My pen was busy, and a second pamphlet, dealing with the Johannine gospel, was written and sent up to Mr. Scott under the same conditions of anonymity as before, for it was seen that my authorship could in nowise be suspected, and Mr. Scott paid me for my work. I had also made a collection of Theistic, but non-Christian, hymns, with a view of meeting a want felt by Mr. Voysey’s congregation at St. George’s Hall, and this was lying idle, while it might be utilised. So it was suggested that I should take up again my correspondence with Mr. and Mrs. Voysey, and glad enough was I to do so. During this time my health was rapidly failing, and in the summer of 1873 it broke down completely. At last I went up to London to consult a physician, and was told I was suffering from general nervous exhaustion, which, was accompanied by much disturbance of the functions of the heart. “There is no organic disease yet,” said Dr. Sibson, “but there soon will be, unless you can completely change your manner of life.” Such a change was not possible, and I grew rapidly worse. The same bad adviser who had before raised the difficulty of “what will Society say?” again interfered, and urged that pressure should be put on me to compel me at least to conform to the outward ceremonies of the Church, and to attend the Holy Communion. This I was resolved not to do, whatever might be the result of my “obstinacy “, and the result was not long in coming.
I had been with the children to Southsea, to see if the change would restore my shattered health, and stayed in town with my mother on my return under Dr. Sibson’s care. Very skilful and very good to me was Dr. Sibson, giving me for almost nothing all the wealthiest could have bought with their gold, but he could not remove all then in my life which made the re-acquiring of health impossible. What the doctor could not do, however, others did.
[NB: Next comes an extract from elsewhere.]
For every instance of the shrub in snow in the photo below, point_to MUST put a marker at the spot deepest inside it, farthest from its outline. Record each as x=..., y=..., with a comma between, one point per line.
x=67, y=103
It was resolved that I should either resume attendance at the Communion, or should not return home; hypocrisy or expulsion—such was the alternative; I chose the latter.
A bitterly sad time followed; my dear mother was heartbroken; to her, with her wide and vague form of Christianity, loosely held, the intensity of my feeling that where I did not believe I would not pretend belief, was incomprehensible. She recognised far more fully than I all that a separation from my home meant for me, and the difficulties which would surround a young woman not yet six-and-twenty, living alone. She knew how brutally the world judges, and how the mere fact that a woman is young and alone justifies any coarseness of slander. Then, I did not guess how cruel men and women could be, but knowing it from eleven years’ experience, I deliberately say that I would rather go through it all again with my eyes wide open from the first, than have passed those eleven years “in Society” under the burden of an acted lie.
But the struggle was hard when she prayed me for her sake to give way; against harshness I had been rigid as steel, but to remain steadfast when my darling mother, whom I loved as I loved nothing else on earth, begged me on her knees to yield, was indeed hard. I felt as though it must be a crime to refuse submission when she urged it, but still—to live a lie? Not even for her was that possible.